College of DuPage Nursing Student Niro Nazareno shared with Healthy Lombard that in a recent article entitled, 5 Reasons Kids Need Flu Shots Every Year, Falusi (2019) recommends children in the U.S. get a flu shot every year. Parents are often concerned, however, about the safety and side effects of the flu shot. The flu is a dangerous, contagious virus that may cause illness or death (Centers for Disease Control and Prevention [CDC], 2020) and infect the nose, throat, and lungs, is clearly demonstrated.

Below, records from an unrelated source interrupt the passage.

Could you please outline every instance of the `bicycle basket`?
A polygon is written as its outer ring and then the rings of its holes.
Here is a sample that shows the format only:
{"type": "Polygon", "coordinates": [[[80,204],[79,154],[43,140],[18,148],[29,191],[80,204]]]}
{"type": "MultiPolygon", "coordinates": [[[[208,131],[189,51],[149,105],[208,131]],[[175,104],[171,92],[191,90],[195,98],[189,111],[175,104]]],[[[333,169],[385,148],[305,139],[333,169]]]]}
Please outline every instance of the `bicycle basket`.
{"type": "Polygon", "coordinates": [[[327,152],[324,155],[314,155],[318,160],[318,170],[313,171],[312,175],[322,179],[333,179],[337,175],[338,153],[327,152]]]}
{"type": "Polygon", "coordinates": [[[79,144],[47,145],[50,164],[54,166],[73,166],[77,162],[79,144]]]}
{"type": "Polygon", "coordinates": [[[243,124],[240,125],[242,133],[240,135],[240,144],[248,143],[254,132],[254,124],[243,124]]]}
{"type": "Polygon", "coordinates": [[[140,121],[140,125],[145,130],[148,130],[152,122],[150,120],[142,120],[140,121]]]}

The Flu Makes Kids Very Sick
Some ask why the flu vaccine is recommended. Flu season peaks from October to May (Falusi 2019). The flu is not just an ordinary cold, it is actually dangerous; it is very contagious, and a child may end up in bed with a high fever, painful cough and body aches for more than a week. Your child may be able to overcome the flu, however, since they are surrounded by others, they may spread the virus even when not experiencing symptoms. The flu virus changes frequently, so a child may still catch a strain of the virus if they do not have an updated vaccine. Overall, it is best to get a flu shot.
You are your baby’s best protection
Young children, especially babies, are most vulnerable to flu (Falusi, 2019). To reduce risk, it is recommended to be vaccinated during pregnancy (Falusi). When you are pregnant, the vaccine’s antibodies are passed to the baby, a defense mechanism that may last for several months until after the baby is born. Young children with developing immune systems often do not have the same ability as adults to defend against severe infections (Falusi).
With all the advantages of the flu shot, it’s strongly recommended being vaccinated every year. The flu shot helps to maintain a healthy lifestyle by preventing the flu which is an unnecessary illness for no reason. When in doubt, it is important to consider the pros and cons and seriously consider heading to your nearest primary care provider.
Olanrewaju, Falusi. (2019). “Healthy Living.” Healthy Lombard. Https://Healthylombard.com/Wp-Content/Uploads/2016/08/Hl-Logo.png, 7 Nov. 2019.
Centers for Disease Control and Prevention (2021). Influenza (Flu).
https://www.cdc.gov/flu/about/index.html. Page last reviewed: March 12, 2021
Disease Burden of Influenza.” Centers for Disease Control and Prevention, Centers for Disease Control and Prevention, 5 Oct. 2020, www.cdc.gov/flu/about/burden/index.html.